Solution Explanation for Deleting a Node in a Linked List

This problem presents a unique challenge: deleting a node from a singly linked list without access to the head node. The solution leverages a clever trick to achieve this in constant time and space.

Approach: Data Overwriting

The key insight is that we don't need to physically remove the node from memory; we only need to remove its value from the linked list's sequence. Since we're guaranteed the node isn't the last node, it has a successor. The solution works by copying the value of the next node into the current node, effectively "overwriting" the value we want to delete.

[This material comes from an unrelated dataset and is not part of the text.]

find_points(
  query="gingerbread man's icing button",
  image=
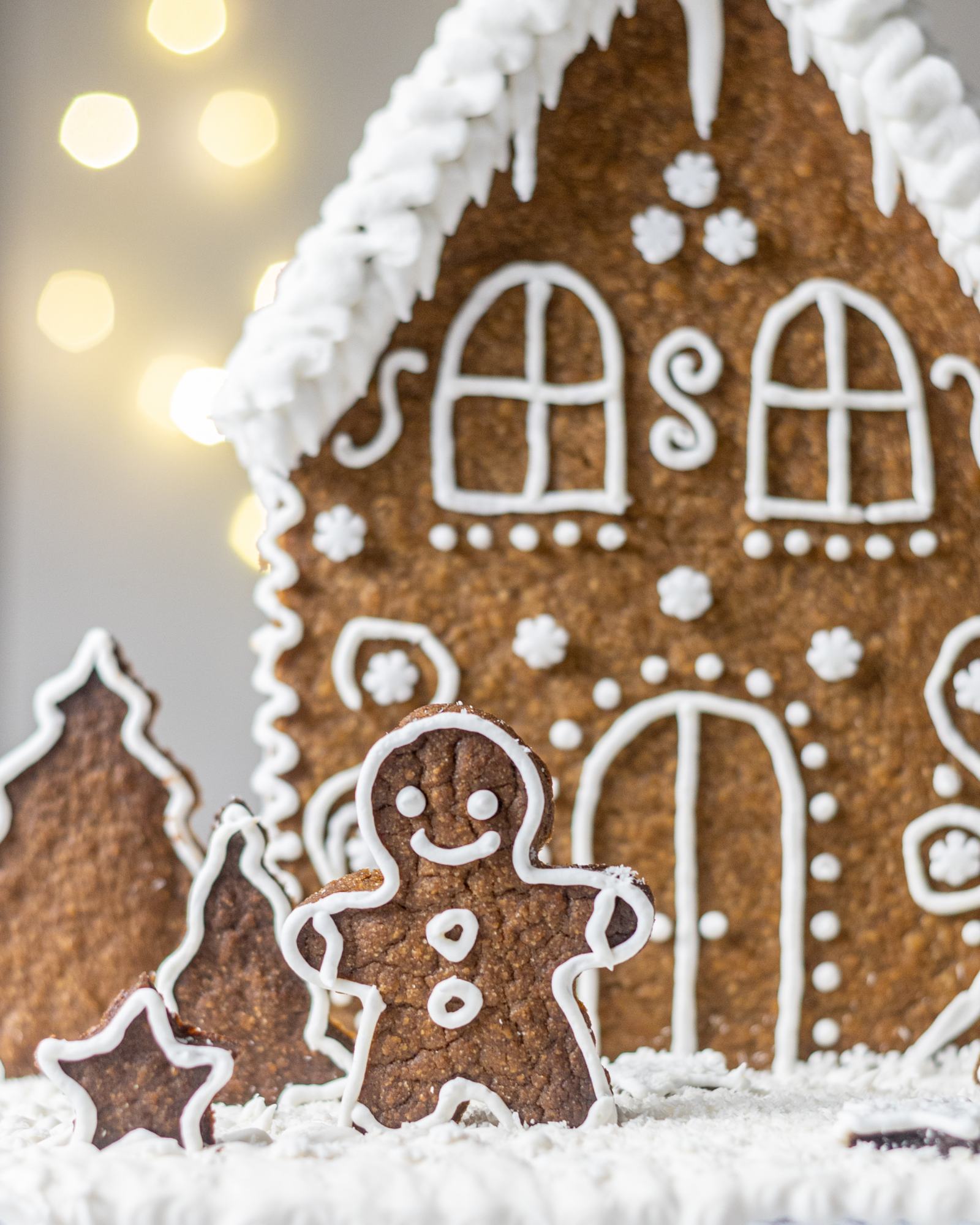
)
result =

Then, we advance the next pointer of the current node to skip over the next node, effectively removing it from the list's sequence.

Algorithm

  1. Copy Value: Copy the value of node.next (the next node) into node.val (the current node).
  2. Skip Node: Update node.next to point to node.next.next (the node after the next node), effectively bypassing the node we want to delete.

Time and Space Complexity

  • Time Complexity: O(1) - The operations (copying a value and updating a pointer) are constant-time regardless of the list's size.
  • Space Complexity: O(1) - The solution uses a constant amount of extra space.

Code Implementation (Python)

# Definition for singly-linked list.
# class ListNode:
#     def __init__(self, x):
#         self.val = x
#         self.next = None
 
 
class Solution:
    def deleteNode(self, node):
        """
        :type node: ListNode
        :rtype: void Do not return anything, modify node in-place instead.
        """
        node.val = node.next.val  # Copy value from next node
        node.next = node.next.next # Skip the next node
 

The code in other languages (Java, C++, Go, TypeScript, JavaScript, C#, C) follows the same algorithmic approach, just with syntax specific to each language. They all perform the value copy and pointer update in O(1) time and O(1) space. The crucial part remains consistent across all implementations: directly manipulating the node's data and pointers to achieve the deletion without needing access to the head.